La calma lo accompagnò fino alla spiaggia. Nell’aria vi era solo il suono gradevole delle onde. Si distese sulla sabbia calda e si lasciò circondare dall’abbraccio della luna e del mare. L’acqua gli arrivava a tempi regolari sulle caviglie mentre la brezza continuava a donargli teneri tocchi.
Sora inspirò a occhi chiusi. «Nessuno potrebbe rovinare questa serata.»
Non avrebbe dovuto dirlo. Vanitas arrivò giusto in tempo per udire quella frase.
«Lascia che ci pensi io.» Rispose beffardo a quella espressione.

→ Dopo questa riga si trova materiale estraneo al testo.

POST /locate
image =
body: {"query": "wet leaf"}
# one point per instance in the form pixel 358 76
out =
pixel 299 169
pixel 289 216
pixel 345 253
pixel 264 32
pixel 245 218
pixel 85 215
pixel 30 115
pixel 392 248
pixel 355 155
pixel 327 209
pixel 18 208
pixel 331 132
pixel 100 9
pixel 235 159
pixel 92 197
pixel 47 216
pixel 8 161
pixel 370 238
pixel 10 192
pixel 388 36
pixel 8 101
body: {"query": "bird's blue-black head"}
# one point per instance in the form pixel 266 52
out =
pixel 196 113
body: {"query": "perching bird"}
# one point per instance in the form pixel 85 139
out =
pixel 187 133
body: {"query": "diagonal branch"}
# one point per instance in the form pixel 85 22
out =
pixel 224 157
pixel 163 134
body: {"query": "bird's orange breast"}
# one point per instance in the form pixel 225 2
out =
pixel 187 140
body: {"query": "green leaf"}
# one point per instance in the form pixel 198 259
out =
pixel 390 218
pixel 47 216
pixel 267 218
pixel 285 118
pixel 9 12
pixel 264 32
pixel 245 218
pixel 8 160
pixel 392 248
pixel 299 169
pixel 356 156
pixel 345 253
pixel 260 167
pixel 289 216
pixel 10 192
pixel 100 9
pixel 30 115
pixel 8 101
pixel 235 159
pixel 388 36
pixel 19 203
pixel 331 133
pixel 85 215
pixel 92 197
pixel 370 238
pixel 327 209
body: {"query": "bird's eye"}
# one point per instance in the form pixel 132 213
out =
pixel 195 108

Sora, ancora disteso sulla sabbia e con le braccia incrociate dietro la nuca, aprì un occhio per fissare il corvino che rovinava la sua serenità. Portava una camicia bordeaux aperta sul petto e pantaloni neri aderenti. Si soffermò sui suoi occhi ambrati per un po’, notando che il contrasto che creavano con il cielo notturno era di un’innaturale bellezza. Vanitas si accomodò accanto al castano, sapendo perfettamente di essere di troppo.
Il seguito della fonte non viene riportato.